Children’s right to participation
Art. 12 to 17 and art. 31 UNCRC are considered to refer to “participation rights”. These rights are considered the most “revolutionary” under the provisions of the UNCRC because they challenge traditional and tokenistic conceptions of childhood. The challenge however also lies in the balance to be found, in all settings, between structural adaptations necessary to favour child participation and the evolving capacities of the children themselves, who can only progressively exert their own rights directly. Another aspect is participation of children as individuals or as groups, notably their collective decision-making capacity. It looks like practice has outstripped theory. The difference between the child as a subject of rights and the child’s real agency as a social actor needs more theoretical frameworks, as the problem of implementation is also a problem of our own understanding of agency. Among the modes of recognition, rights are only a limited part of the reality experienced by children mainly in terms of affection and esteem. The challenges of implementing children’s participation rights in a series of settings, as recommended by CRC General Comment Nr 12, are therefore conveying an analysis of the terms used (maturity, freely expressed views, etc.) that may include children’s own perspectives on these issues. Examples of procedures for the implementation of children’s participation rights highlight all these challenges and the difficulties of defining good indicators of child participation. Besides, child participation should also be guaranteed even when children are viewed as “deviant” or “delinquent”: the respect for child participation in judicial settings highlights the complex interplay between one’s status and one’s rights in practice. Eventually, as child participation should be guaranteed in all settings, research itself should be child-friendly and participative and ethical principles for researchers must be specified when dealing with children.

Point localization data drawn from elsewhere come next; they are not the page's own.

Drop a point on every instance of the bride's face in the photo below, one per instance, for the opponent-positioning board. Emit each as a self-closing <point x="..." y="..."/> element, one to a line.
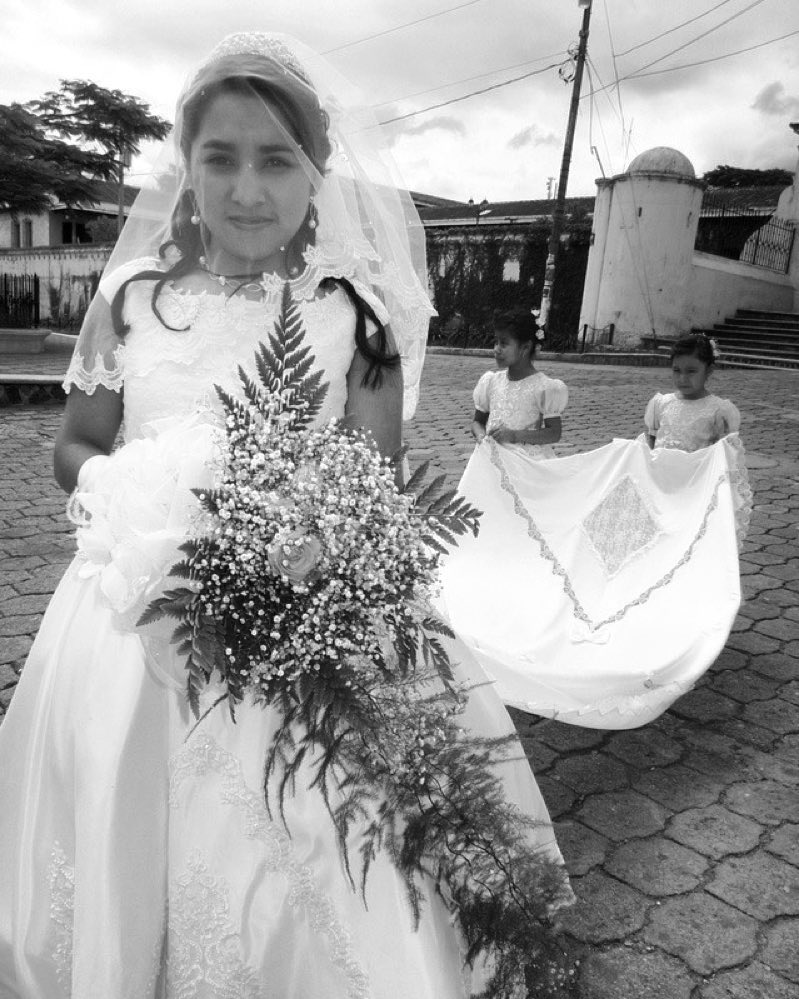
<point x="252" y="191"/>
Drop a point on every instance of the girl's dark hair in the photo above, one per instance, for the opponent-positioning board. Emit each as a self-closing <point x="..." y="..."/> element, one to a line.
<point x="518" y="323"/>
<point x="694" y="345"/>
<point x="298" y="105"/>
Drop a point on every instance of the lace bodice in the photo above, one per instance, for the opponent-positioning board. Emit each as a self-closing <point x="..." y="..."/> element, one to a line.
<point x="690" y="424"/>
<point x="167" y="373"/>
<point x="518" y="405"/>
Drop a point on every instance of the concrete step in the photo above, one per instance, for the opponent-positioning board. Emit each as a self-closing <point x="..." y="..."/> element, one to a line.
<point x="790" y="317"/>
<point x="738" y="359"/>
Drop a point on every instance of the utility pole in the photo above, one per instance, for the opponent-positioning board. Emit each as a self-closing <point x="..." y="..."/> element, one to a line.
<point x="122" y="163"/>
<point x="559" y="212"/>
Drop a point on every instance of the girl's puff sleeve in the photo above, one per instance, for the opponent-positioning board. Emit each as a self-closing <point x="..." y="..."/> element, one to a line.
<point x="728" y="419"/>
<point x="482" y="392"/>
<point x="553" y="398"/>
<point x="652" y="415"/>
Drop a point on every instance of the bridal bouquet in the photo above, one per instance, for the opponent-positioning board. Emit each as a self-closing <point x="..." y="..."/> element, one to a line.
<point x="309" y="588"/>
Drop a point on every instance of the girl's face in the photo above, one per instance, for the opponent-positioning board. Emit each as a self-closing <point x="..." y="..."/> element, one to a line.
<point x="690" y="375"/>
<point x="508" y="350"/>
<point x="252" y="191"/>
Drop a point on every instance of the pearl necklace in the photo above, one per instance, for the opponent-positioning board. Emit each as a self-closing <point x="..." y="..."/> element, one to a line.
<point x="238" y="281"/>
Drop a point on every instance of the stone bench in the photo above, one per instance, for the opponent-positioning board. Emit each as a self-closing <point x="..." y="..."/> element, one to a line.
<point x="22" y="341"/>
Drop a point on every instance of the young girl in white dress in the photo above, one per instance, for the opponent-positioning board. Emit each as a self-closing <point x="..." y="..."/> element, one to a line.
<point x="690" y="417"/>
<point x="517" y="404"/>
<point x="137" y="857"/>
<point x="569" y="594"/>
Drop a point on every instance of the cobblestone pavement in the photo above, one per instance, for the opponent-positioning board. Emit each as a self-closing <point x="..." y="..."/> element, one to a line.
<point x="682" y="837"/>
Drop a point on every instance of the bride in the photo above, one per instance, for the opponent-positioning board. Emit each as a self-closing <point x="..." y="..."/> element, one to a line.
<point x="137" y="858"/>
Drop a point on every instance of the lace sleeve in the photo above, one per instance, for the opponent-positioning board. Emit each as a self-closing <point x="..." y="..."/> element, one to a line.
<point x="652" y="415"/>
<point x="553" y="399"/>
<point x="482" y="393"/>
<point x="98" y="358"/>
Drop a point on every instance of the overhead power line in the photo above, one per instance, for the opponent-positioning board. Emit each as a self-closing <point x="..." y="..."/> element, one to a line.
<point x="704" y="34"/>
<point x="467" y="79"/>
<point x="676" y="27"/>
<point x="399" y="27"/>
<point x="701" y="62"/>
<point x="474" y="93"/>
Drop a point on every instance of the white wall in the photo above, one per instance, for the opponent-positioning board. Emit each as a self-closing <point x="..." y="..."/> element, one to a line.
<point x="639" y="273"/>
<point x="722" y="286"/>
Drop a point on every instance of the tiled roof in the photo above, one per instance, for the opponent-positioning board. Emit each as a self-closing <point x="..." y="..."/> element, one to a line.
<point x="501" y="211"/>
<point x="759" y="199"/>
<point x="107" y="194"/>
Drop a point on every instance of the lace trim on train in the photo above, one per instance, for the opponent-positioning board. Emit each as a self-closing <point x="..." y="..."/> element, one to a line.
<point x="558" y="569"/>
<point x="202" y="756"/>
<point x="61" y="883"/>
<point x="621" y="526"/>
<point x="204" y="954"/>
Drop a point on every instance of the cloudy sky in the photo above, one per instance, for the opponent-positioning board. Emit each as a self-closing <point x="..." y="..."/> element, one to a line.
<point x="678" y="82"/>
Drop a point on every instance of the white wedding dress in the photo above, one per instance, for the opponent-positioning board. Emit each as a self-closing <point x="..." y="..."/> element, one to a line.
<point x="601" y="585"/>
<point x="138" y="863"/>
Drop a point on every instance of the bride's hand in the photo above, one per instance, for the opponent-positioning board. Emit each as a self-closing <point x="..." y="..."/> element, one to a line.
<point x="502" y="435"/>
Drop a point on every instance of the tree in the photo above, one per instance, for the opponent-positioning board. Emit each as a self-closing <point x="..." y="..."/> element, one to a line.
<point x="117" y="123"/>
<point x="727" y="176"/>
<point x="34" y="167"/>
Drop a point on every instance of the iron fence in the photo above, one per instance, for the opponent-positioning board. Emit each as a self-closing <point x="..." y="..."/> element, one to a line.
<point x="19" y="300"/>
<point x="750" y="235"/>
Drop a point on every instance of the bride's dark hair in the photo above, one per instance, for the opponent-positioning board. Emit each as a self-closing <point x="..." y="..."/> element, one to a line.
<point x="297" y="104"/>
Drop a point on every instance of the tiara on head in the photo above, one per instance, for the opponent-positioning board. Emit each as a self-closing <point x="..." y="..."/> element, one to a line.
<point x="259" y="43"/>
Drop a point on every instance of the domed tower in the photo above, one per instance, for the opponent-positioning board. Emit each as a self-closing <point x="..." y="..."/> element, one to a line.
<point x="640" y="261"/>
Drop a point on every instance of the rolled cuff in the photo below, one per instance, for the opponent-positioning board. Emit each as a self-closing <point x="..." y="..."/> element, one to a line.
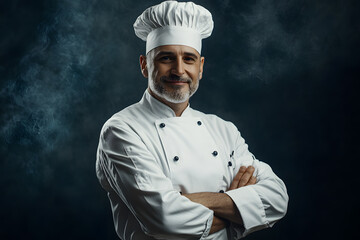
<point x="208" y="226"/>
<point x="250" y="207"/>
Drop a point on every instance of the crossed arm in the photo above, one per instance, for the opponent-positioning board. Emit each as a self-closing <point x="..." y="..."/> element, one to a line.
<point x="223" y="206"/>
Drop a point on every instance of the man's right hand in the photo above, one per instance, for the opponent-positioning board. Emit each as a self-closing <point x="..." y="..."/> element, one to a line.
<point x="244" y="177"/>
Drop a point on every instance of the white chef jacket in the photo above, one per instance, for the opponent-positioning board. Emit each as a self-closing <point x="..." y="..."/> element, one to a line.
<point x="147" y="157"/>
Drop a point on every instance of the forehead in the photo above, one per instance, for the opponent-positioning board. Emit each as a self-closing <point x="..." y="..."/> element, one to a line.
<point x="176" y="50"/>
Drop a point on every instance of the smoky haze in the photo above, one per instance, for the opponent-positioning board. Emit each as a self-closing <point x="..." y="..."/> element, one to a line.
<point x="285" y="72"/>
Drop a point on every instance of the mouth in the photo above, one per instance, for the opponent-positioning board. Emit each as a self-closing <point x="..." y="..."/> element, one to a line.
<point x="176" y="80"/>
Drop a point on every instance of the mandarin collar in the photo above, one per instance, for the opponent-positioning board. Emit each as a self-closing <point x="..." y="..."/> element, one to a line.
<point x="160" y="109"/>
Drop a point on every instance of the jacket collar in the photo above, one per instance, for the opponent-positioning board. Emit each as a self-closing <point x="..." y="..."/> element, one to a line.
<point x="160" y="109"/>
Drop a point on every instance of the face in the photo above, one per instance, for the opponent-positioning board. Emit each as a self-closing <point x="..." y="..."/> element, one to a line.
<point x="173" y="71"/>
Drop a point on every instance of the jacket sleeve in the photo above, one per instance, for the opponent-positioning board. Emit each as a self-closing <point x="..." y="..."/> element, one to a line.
<point x="261" y="205"/>
<point x="130" y="170"/>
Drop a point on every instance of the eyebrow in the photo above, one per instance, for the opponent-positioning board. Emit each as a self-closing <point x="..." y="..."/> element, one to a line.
<point x="162" y="53"/>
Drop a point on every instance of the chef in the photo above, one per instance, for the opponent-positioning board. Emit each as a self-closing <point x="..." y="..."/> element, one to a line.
<point x="172" y="172"/>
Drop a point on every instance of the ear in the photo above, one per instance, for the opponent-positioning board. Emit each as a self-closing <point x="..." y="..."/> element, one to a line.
<point x="202" y="60"/>
<point x="143" y="66"/>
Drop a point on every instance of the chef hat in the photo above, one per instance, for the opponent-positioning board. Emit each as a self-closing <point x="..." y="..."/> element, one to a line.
<point x="174" y="23"/>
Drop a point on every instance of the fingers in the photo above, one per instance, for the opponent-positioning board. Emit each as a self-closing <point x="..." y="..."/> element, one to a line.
<point x="244" y="177"/>
<point x="237" y="178"/>
<point x="251" y="181"/>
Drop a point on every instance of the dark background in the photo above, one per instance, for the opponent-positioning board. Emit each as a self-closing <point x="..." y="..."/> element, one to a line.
<point x="286" y="72"/>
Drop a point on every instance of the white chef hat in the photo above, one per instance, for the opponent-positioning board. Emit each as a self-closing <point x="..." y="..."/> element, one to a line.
<point x="174" y="23"/>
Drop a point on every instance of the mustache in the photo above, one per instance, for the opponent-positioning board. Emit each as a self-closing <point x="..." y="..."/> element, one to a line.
<point x="175" y="78"/>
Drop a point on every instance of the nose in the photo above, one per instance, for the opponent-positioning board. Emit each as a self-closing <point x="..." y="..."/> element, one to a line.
<point x="178" y="68"/>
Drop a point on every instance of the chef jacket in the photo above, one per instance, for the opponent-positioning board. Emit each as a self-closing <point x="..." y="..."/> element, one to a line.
<point x="147" y="157"/>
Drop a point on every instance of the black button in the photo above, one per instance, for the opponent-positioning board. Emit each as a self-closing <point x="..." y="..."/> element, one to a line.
<point x="232" y="154"/>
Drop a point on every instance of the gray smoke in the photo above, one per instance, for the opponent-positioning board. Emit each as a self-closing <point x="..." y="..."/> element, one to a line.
<point x="49" y="81"/>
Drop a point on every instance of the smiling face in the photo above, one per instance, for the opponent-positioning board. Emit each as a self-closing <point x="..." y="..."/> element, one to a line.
<point x="173" y="71"/>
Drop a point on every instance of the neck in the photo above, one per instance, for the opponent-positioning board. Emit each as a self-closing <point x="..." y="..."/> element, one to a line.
<point x="178" y="108"/>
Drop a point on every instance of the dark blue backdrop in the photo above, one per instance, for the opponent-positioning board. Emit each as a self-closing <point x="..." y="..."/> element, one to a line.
<point x="286" y="72"/>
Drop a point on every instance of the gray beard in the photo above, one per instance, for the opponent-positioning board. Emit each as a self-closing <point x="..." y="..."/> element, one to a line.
<point x="175" y="96"/>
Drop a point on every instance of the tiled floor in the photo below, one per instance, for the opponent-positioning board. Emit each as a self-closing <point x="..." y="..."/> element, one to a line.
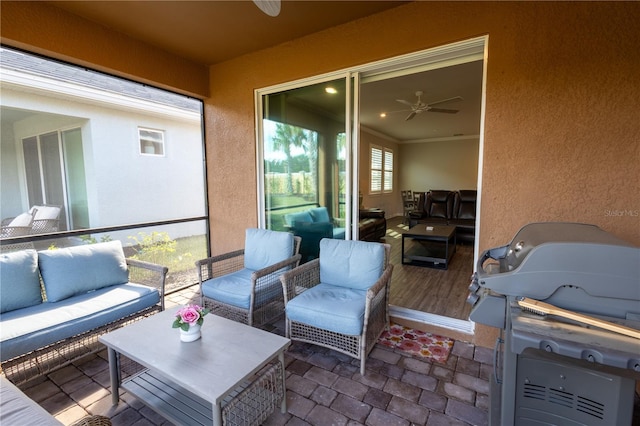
<point x="323" y="388"/>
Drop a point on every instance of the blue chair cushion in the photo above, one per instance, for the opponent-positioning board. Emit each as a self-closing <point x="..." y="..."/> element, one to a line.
<point x="19" y="280"/>
<point x="329" y="307"/>
<point x="264" y="248"/>
<point x="338" y="233"/>
<point x="350" y="264"/>
<point x="75" y="270"/>
<point x="34" y="327"/>
<point x="235" y="289"/>
<point x="291" y="218"/>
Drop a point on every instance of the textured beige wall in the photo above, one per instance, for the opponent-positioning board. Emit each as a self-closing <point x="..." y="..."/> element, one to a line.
<point x="561" y="134"/>
<point x="439" y="165"/>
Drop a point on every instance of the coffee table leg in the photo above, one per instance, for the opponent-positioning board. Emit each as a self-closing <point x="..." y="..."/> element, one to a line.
<point x="217" y="415"/>
<point x="114" y="373"/>
<point x="283" y="405"/>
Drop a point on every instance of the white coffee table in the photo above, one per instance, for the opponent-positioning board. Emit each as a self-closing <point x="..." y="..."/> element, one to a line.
<point x="193" y="383"/>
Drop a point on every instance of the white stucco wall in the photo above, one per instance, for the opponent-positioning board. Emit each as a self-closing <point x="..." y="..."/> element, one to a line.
<point x="123" y="186"/>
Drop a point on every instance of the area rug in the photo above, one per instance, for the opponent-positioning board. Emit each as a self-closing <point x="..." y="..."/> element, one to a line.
<point x="416" y="343"/>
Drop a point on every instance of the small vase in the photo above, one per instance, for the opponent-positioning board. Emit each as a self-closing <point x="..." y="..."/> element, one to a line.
<point x="190" y="335"/>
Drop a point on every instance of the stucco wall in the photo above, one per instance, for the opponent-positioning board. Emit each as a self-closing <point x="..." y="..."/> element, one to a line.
<point x="561" y="132"/>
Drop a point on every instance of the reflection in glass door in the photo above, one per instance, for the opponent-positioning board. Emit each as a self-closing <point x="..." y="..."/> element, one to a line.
<point x="305" y="174"/>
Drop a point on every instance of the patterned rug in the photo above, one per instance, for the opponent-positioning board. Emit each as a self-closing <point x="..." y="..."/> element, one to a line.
<point x="416" y="343"/>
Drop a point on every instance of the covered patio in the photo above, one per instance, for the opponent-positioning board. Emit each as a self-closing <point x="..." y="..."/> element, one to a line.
<point x="323" y="387"/>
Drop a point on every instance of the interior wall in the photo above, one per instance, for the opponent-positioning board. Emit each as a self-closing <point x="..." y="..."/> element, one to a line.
<point x="449" y="165"/>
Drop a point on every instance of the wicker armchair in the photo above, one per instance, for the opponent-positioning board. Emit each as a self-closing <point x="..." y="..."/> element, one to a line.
<point x="340" y="300"/>
<point x="244" y="285"/>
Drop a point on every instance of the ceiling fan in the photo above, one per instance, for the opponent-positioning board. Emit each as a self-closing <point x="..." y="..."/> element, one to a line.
<point x="419" y="106"/>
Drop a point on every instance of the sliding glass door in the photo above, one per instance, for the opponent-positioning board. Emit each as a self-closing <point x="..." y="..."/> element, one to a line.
<point x="305" y="155"/>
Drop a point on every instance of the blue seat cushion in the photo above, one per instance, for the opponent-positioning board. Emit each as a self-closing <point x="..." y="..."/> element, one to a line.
<point x="19" y="280"/>
<point x="235" y="289"/>
<point x="71" y="271"/>
<point x="329" y="307"/>
<point x="264" y="248"/>
<point x="320" y="214"/>
<point x="291" y="218"/>
<point x="338" y="233"/>
<point x="351" y="264"/>
<point x="30" y="328"/>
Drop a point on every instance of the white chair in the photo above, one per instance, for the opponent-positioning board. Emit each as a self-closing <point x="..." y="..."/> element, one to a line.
<point x="244" y="285"/>
<point x="46" y="218"/>
<point x="340" y="300"/>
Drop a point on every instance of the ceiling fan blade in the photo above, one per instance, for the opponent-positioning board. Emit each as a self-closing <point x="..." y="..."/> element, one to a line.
<point x="402" y="101"/>
<point x="454" y="99"/>
<point x="447" y="111"/>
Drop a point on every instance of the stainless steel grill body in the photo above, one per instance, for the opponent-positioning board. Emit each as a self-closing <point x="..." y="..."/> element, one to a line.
<point x="577" y="267"/>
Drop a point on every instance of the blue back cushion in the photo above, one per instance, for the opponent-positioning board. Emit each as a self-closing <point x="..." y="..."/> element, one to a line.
<point x="75" y="270"/>
<point x="292" y="218"/>
<point x="320" y="214"/>
<point x="351" y="264"/>
<point x="19" y="280"/>
<point x="263" y="248"/>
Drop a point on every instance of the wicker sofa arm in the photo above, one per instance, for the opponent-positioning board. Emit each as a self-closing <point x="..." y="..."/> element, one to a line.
<point x="222" y="264"/>
<point x="150" y="274"/>
<point x="299" y="279"/>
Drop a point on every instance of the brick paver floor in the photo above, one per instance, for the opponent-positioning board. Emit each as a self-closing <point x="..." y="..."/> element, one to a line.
<point x="324" y="387"/>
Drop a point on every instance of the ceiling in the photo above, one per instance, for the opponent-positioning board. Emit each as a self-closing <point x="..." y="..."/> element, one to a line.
<point x="209" y="32"/>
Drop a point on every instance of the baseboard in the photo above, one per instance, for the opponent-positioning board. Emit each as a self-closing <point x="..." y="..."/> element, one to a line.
<point x="456" y="325"/>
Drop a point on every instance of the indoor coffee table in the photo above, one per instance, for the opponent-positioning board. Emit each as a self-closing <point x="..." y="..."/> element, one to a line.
<point x="434" y="245"/>
<point x="233" y="371"/>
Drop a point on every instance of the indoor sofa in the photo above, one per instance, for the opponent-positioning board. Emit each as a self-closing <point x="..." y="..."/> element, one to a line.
<point x="443" y="207"/>
<point x="55" y="303"/>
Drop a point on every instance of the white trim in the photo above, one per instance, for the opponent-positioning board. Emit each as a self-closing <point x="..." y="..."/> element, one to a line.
<point x="62" y="89"/>
<point x="462" y="326"/>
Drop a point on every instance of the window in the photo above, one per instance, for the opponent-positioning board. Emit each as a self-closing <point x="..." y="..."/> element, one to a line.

Children’s rights and global health
Health is a state of complete physical, mental and social well-being and not merely the absence of disease or infirmity (Preamble to the Constitution of the World Health Organization 22 July 1946). Certain traditional practices committed on children compromise sometimes severely both their physical and moral development and thus affect their health. These practices while explicitly prohibited by the Convention on the Rights of the Child (CRC) at. art. 24.3 CRC are widely committed in quasi total impunity. Even if some traditional harmful practices concern more specific regions of the globe, due to migratory movements, in fine every State is concerned. Global health is a universal concept of human rights and contributes to, the realization of many other children’s rights such as the right of non-discrimination (art. 2 CRC), the right to life, survival and development (art.6 CRC), the right to participation (art. 12 CRC) the right to privacy (art. 16 CRC) or the right to access to information (art. 17 CRC). Placing children’s rights in the context of traditional harmful practices and global health, adopting a child’s rights based approach, contributes to a better understanding of the problem and thus to a better care of the victims.